The last dozens of years, cows were allowed to cross the river at Diafarabé during the course of November. That will not be possible this year, since in November the floodplains will still be covered by water. In 2019, the floodplains in the southwestern part of the Inner Niger Delta will become available for grazing in the last week of November.
The flooding in 2019 will be as high as 2007 and 2010, but not as high as in 1994, 1999 and 2018 (when the peak in Mopti was 20 - 30 cm higher than this year). These three years stand out as extremely wet years compared to other years since 1970. For more details see graph below.
OPIDIN predicted on 1 August that the flood in 2019 would be relatively low (about 540 cm in Mopti), a prediction being based on the relatively low water level in Mopti on 1 August (300 cm). The water level raised fast in August, even more than two meter in one month. There was so much rainfall in the Upper Niger in early August and then the water level at Mopti increased so fast that OPIDIN upgraded its prediction of the peak flood by one meter cm in the first 10 days of August. Since mid-August the daily prediction remained at a same level (between 600 and 660 cm), being around the actually measured peak level (640 cm). The graph below shows the increase of the water level in Mopti (blue line) and the daily prediction of the peak flood level (yellow line).
The predictions of OPIDIN are based on data collected in the past. For instance, when the water level in Mopti has increased to only 300 cm on 1 August (as in this year), it is obvious from previous years that the flood will likely not be (very) high. Comparing different years, OPIDIN calculates the probability that the flood peak will reach a certain level given the observed water level in Mopti on 1 August, it does the same for the water level reached on 2 August, 3 August, etc. The daily prediction could further be improved by adding in the model the rainfall in the Upper Niger during the preceding three weeks. The prediction can never be very accurate, however, certainly not in the first half of August, because the flooding of the Inner Niger Delta river will deviate from the prediction depending on the rainfall later in the season. This year, the rainfall before mid-August was below average, by which the prediction of OPIDIN in early August arrived at a peak level being somewhat too low. Another year, it might be the other way around. These deviations cannot be prevented, unless the future rainfall for the next two or three weeks might be predicted accurately and integrated in the model. That is not likely, but there is still another, more feasible, option to improve OPIDIN. OPIDIN is now based on the daily measurements of the water level in Mopti, a station being chosen because it is the first one after the Bani tributary has merged with the Niger River. There are several hydrometric stations along the Bani and the Niger upstream of Mopti where the water level is daily measured by DNH. The possibility to use these data instead of, or in combination with the measured water level in Mopti, will be investigated coming months to know whether in this way the flood peak may be accurately predicted earlier during the course of August.
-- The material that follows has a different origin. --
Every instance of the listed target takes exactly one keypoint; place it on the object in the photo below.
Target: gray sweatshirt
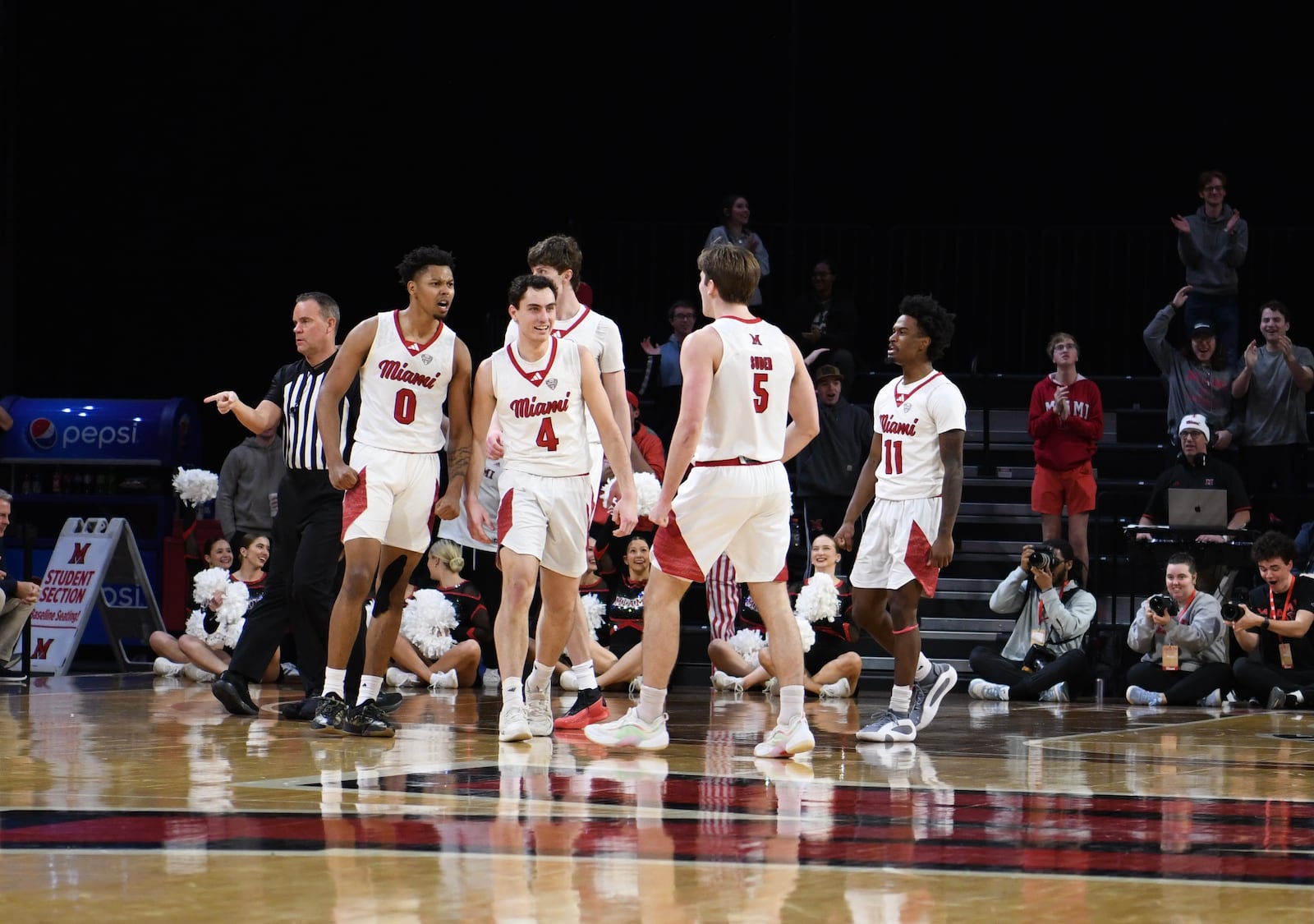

Apart from the weekly bulletins which are broadcasted on the local radio stations, OPIDIN is available as website. The OPIDIN website was launched in June 2013. The number of visitors reaches each year its peak in July-September, which was to be expected assuming people visit the site to know the predicted flood level in the months before the actual peak is reached in October - November. For the same reason, OPIDIN is less often visited between October and June.
It took some time before the website was found by the potential users. Comparing the month September, the number of visits increased from 155 in 2013 to 1212 in 2019. So far, the OPIDIN site had 30,585 visits. When the visitors are split up per country, there are still more visitors in Europe or the United States of America than in West Africa.
Until 2019, 96% of the visitors used a desktop and not more than 3.5% a smartphone and 0.6% a tablet. This has not much changed during the last six years. A further increase of mobile users is to be expected as soon as smartphones will become more generally used in Mali.